I checked some articles and ressources and I concluded the following best practises by cases:
**1.****Scalability in Relation to Data Size/Payload:**
- Databricks Autoloader/COPY INTO: Highly scalable and efficient for ingesting large datasets. The autoloader's ability to handle bulk inserts makes it particularly useful for bigger payloads. It can scale horizontally based on the data size.
- SQL Warehouse: Suited for structured data and offers scalability. However, it might not perform as well as Autoloader for large data sets.
Custom API: Best suited for moderate to smaller payloads. It adds a layer of abstraction which could become a bottleneck with massive datasets.
Apache Kafka: Extremely scalable and can handle varying data sizes, but the design of the Kafka consumer in Databricks will determine actual performance.
**2.Change Frequency:**
- Databricks Autoloader/COPY INTO: Efficient for infrequent, bulk inserts.

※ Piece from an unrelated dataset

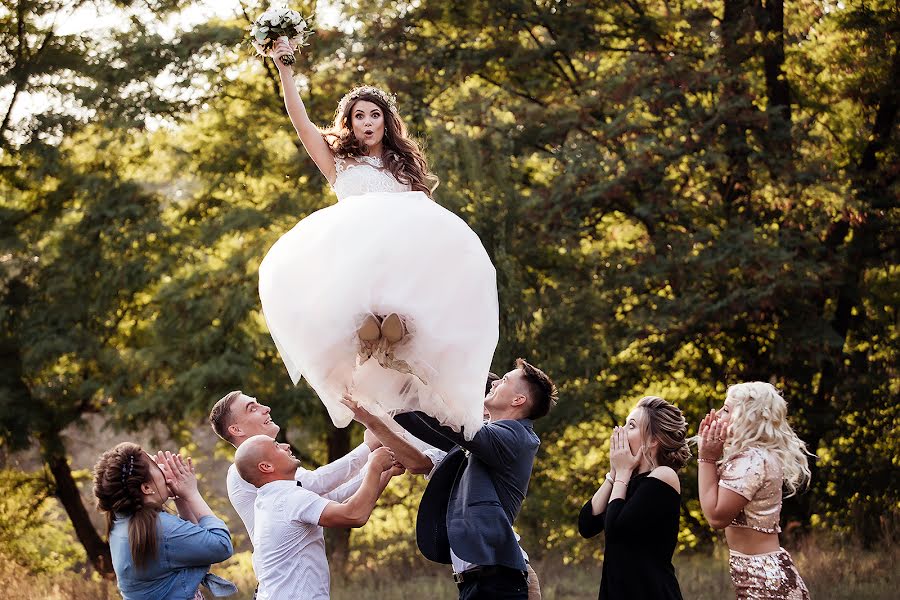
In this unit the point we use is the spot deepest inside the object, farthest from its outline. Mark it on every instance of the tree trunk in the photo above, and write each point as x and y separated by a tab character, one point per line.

- SQL Warehouse: Best for scenarios where frequent inserts are not critical.
- Custom API: Suitable for frequent, smaller changes, especially if near real-time ingestion isn't a necessity.
- Apache Kafka: Ideal for real-time or near real-time ingestion with high-frequency changes.
**3.Cost:**
- Databricks Autoloader/COPY INTO: While a cost is associated with storage and computing, the Autoloader minimizes unnecessary compute usage by efficiently managing incremental loads.
- **SQL Warehouse**: Depending on the solution (e.g., Azure Synapse), costs can be significant but predictable.
- Custom API: Overhead includes both the infrastructure for the API and the development/maintenance.
- Apache Kafka: While Kafka itself can be cost-effective, managing and scaling a Kafka cluster might add to the costs. 4.Reusability vs. Custom Development:
- Databricks Autoloader/COPY INTO: With established patterns, the solution can be replicated across multiple data ingestion scenarios. (One point for reusability)
- SQL Warehouse: Moderate reusability. Each client's schema and data might necessitate tweaks.
- Custom API: Lower reusability, as each new requirement might need adjustments to the API.
- Apache Kafka: High reusability, especially if topics and consumers are designed generically.
- 5.Additional Dimensions:
- Complexity: A custom API or Kafka setup requires a more complex architecture and expertise to manage, compared to direct ingestion methods.
- Data Integrity and Reliability: While tools like Kafka provide built-in mechanisms to ensure data integrity, custom solutions would need additional considerations.
- Security: Direct ingestion methods are often more secure since they don't expose additional endpoints (like an API). However, each method needs security considerations, especially regarding data encryption and access controls. I assume that your matrix would be like : if cost and scalability are your top concerns, Autoloader might rank first. If real-time ingestion is a top priority, Kafka could be the top choice. You may go for some POCs and then analyze the outputs. Don't forget that what you choose needs to be aligned with Bayer’s data governance, security policies, and long-term strategy.